-
Notifications
You must be signed in to change notification settings - Fork 390
Description
I am a PhD student using CodeBLEU in my research on code generation evaluation. I noticed a discrepancy between the numbers reported in the paper and the results obtained using the official GitHub implementation.
In Example 1 of the paper, it is stated:
“The number of all sub-trees of the reference AST generated by tree-sitter is 21 and the hit number for the candidate is 13, so the syntactic AST match score is 13/21 ∗100 = 61.90(%)”
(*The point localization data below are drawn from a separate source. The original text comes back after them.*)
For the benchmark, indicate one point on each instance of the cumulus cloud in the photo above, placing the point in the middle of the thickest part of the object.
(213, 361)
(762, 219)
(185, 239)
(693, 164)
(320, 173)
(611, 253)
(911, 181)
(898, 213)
However, when I run the official CodeBLEU implementation on the same candidate and reference code, I obtain:
match_count = 11
total_count = 19
AST Syntax Match Score ≈ 0.5789
candidate_code = """
public static int Sign(double d){
return (float)((d==0)?0:(c<0.0)?-1:1);
"""
reference_code = """
public static int Sign(double d){
return (int)((d==0)?0:(d<0)?-1:1);
}
"""
This leads to a lower AST match score than what is reported in the paper.
Could you please clarify:
-
Was Example 1 in the paper tested with the official implementation, or was it a simplified toy example for illustration?
-
Is the official GitHub implementation considered the authoritative version, even if some example numbers differ from the paper?
Understanding this will help ensure that I interpret CodeBLEU results correctly in my research.
Thank you very much for your guidance!